The authors of the study say that it's this kind of passive/aggressive abuse that's the most "insidious."
"Rather than yelling, swearing, insulting or humiliating behavior, most early career RNs reported that the abuse they experienced involved condescension or lack of acknowledgement," Wendy Budin, RN-BC, PhD, FAAN, adjunct professor at the College of Nursing, New York University, one of the study authors, said in a statement.

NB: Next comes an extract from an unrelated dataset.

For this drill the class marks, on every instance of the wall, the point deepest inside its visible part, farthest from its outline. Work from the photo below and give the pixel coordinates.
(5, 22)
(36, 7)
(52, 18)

"This kind of subtle abuse is less likely to be reported and more likely to be overlooked as a problem, which makes it all the more insidious and it is all the more important that hospital administrators work to confront and prevent it."
Indeed, Dellasega told me a few weeks ago that such behavior is common when nurses form cliques and gang up on or exclude other nurses. For example, nurses who are part of a clique often make rude or sarcastic comments to or about newcomers, and even go so far as not sharing supplies.
Part-time, agency, or floater nurses are another group of nurses that Dellasega says often experience bullying. The RN Work Project study appears to support this claim: It found that staffing shortfalls were also correlated with higher levels of abuse.
Another finding had to do with shift length, with RNs working day shifts saying that they experienced higher levels of verbal abuse than those working evening and weekend shifts. RNs working eight-hour shifts were less likely to experience abuse than RNs working 12-hour shifts. Unmarried nurses reported higher levels of verbal abuse, too.